Most browsers allow you to control cookies through settings. Note that disabling cookies may affect Service functionality.

10. Children's Privacy

The Service is not intended for children under 16 years of age. We do not knowingly collect personal information from children under 16. If you believe we have collected information from a child under 16, please contact us immediately at support@jona.com.
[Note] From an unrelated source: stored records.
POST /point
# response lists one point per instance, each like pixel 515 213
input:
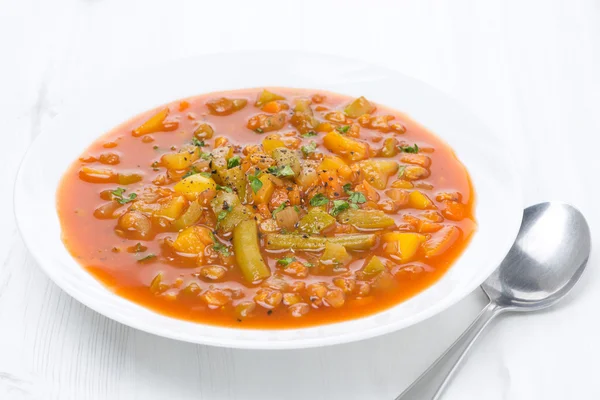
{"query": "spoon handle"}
pixel 430 385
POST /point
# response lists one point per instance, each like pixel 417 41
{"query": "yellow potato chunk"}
pixel 272 142
pixel 347 147
pixel 192 240
pixel 266 190
pixel 336 165
pixel 402 245
pixel 172 208
pixel 419 200
pixel 193 185
pixel 441 241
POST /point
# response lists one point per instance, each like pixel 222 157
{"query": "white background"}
pixel 530 69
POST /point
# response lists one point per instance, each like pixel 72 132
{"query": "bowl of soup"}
pixel 306 201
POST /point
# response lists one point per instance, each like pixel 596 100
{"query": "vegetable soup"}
pixel 267 208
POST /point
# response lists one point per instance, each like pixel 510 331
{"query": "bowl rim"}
pixel 495 259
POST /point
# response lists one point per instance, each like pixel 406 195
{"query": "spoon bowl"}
pixel 546 260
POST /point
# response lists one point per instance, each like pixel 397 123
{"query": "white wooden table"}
pixel 530 69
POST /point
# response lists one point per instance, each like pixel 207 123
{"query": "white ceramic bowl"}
pixel 107 104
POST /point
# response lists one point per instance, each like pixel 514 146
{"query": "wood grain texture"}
pixel 530 69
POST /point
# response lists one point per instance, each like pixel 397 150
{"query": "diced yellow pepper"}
pixel 334 254
pixel 190 216
pixel 272 142
pixel 402 184
pixel 377 172
pixel 266 190
pixel 359 107
pixel 181 160
pixel 156 123
pixel 192 240
pixel 402 245
pixel 347 147
pixel 172 209
pixel 336 164
pixel 193 185
pixel 267 96
pixel 419 201
pixel 373 266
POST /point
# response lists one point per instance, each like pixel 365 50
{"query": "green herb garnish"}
pixel 234 162
pixel 357 198
pixel 285 261
pixel 278 209
pixel 118 195
pixel 255 183
pixel 339 206
pixel 222 215
pixel 409 149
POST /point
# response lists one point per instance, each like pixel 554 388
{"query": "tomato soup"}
pixel 267 208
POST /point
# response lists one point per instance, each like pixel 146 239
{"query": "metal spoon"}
pixel 544 263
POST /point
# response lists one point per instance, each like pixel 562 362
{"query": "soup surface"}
pixel 267 208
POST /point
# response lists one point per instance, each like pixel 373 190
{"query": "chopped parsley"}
pixel 319 200
pixel 339 206
pixel 285 261
pixel 409 149
pixel 197 142
pixel 234 162
pixel 310 148
pixel 401 171
pixel 224 188
pixel 355 197
pixel 255 183
pixel 146 258
pixel 118 195
pixel 221 216
pixel 343 128
pixel 278 209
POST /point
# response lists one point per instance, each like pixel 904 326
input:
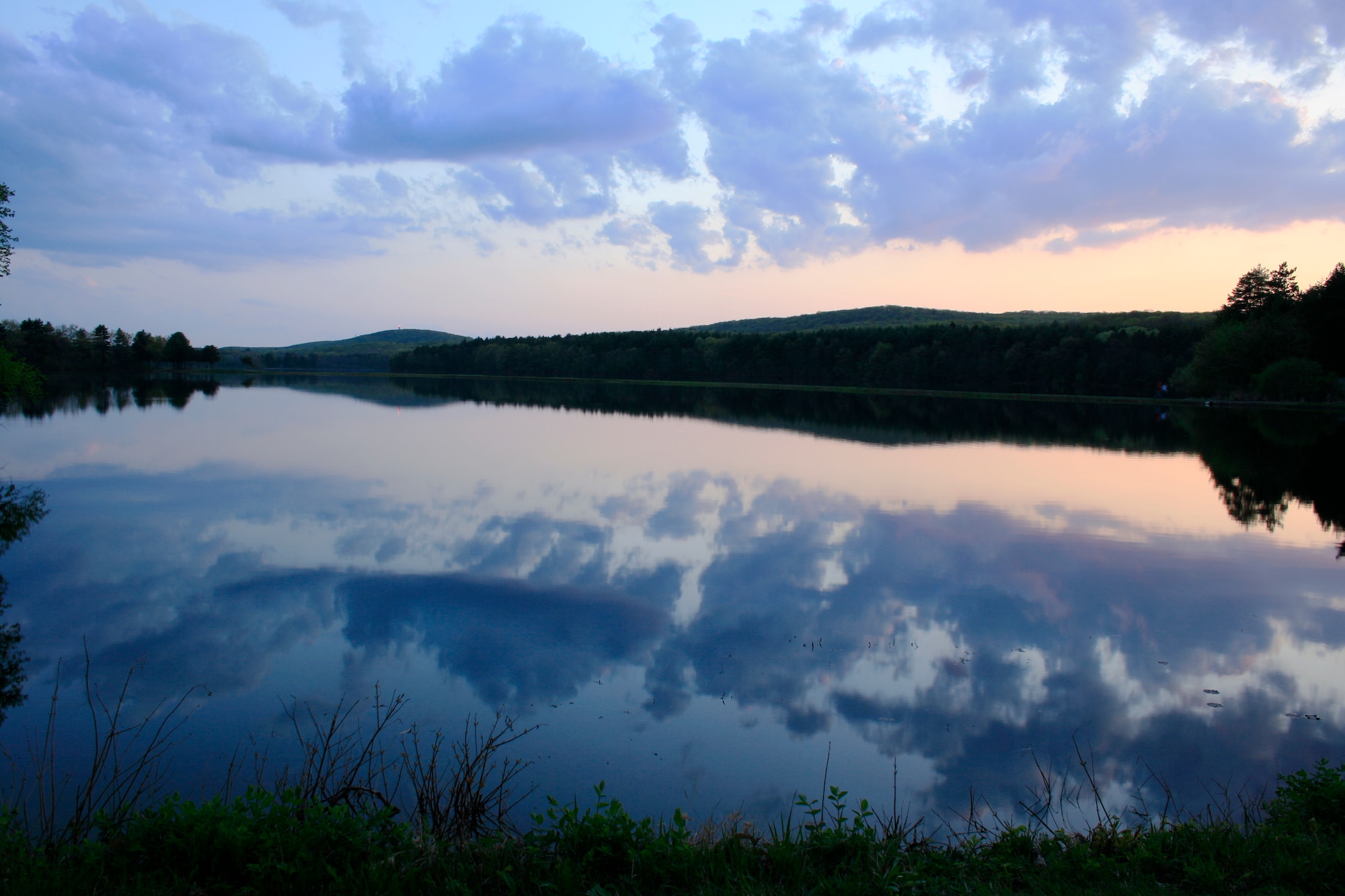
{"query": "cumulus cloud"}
pixel 127 135
pixel 521 89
11. International Data Transfers

11.1 Data Location

Your information may be transferred to and processed in countries other than your own, including the United States, where our servers and service providers are located.

11.2 Safeguards

When transferring data internationally, we implement appropriate safeguards including:

  • Standard contractual clauses
  • Data processing agreements
  • Compliance with applicable transfer mechanisms

12. California Privacy Rights (CCPA)

If you are a California resident, you have additional rights under the California Consumer Privacy Act (CCPA):

12.1 Right to Know

You can request information about:

  • Categories of personal information collected
  • Sources of personal information
  • Business purposes for collection
  • Categories of third parties with whom we share data
  • Specific pieces of personal information collected

12.2 Right to Delete

You can request deletion of your personal information, subject to certain exceptions.

12.3 Right to Opt-Out

You can opt-out of the "sale" of personal information. Note that we do not sell personal information in the traditional sense.

12.4 Non-Discrimination

We will not discriminate against you for exercising your CCPA rights.

12.5 How to Exercise

California residents may submit requests by:

  • Emailing support@jona.com
  • Using account settings

13. European Privacy Rights (GDPR)

If you are located in the European Economic Area (EEA), United Kingdom, or Switzerland, you have additional rights under applicable data protection laws:

13.1 Legal Basis for Processing

We process your data based on:

  • Contract: To provide the Service you requested
  • Consent: Where you have given explicit consent
  • Legitimate Interests: For business operations, security, and improvement
  • Legal Obligations: To comply with applicable laws

13.2 Additional Rights

  • Right to access
  • Right to rectification
  • Right to erasure
  • Right to restrict processing
  • Right to data portability
  • Right to object
  • Rights related to automated decision-making

13.3 Data Protection Authority

You have the right to lodge a complaint with a supervisory authority in your country of residence.

14. Changes to This Privacy Policy

We may update this Privacy Policy from time to time. We will notify you of material changes by:

  • Posting the updated policy on our website
  • Updating the "Last Updated" date
  • Sending email notification (for significant changes)
  • Displaying a notice within the Service

Your continued use of the Service after changes constitutes acceptance of the updated Privacy Policy.

15. Contact Us

If you have questions, concerns, or requests regarding this Privacy Policy or our data practices, please contact us:

Email: support@jona.com

Address: 4147 Willow Lake Blvd, Memphis, TN 38118

For privacy-related inquiries, please include "Privacy Request" in your subject line.

16. Definitions

Personal Information: Information that identifies, relates to, or could reasonably be linked to you or your household.

Processing: Any operation performed on personal information, including collection, storage, use, and disclosure.

Service: The Jona platform and all related services, features, and functionality.

User: Any individual who accesses or uses the Service.

Organization: A business or entity that uses Jona's team management features.

Member: An individual associated with an organization on the Service.

By using Jona, you acknowledge that you have read and understood this Privacy Policy.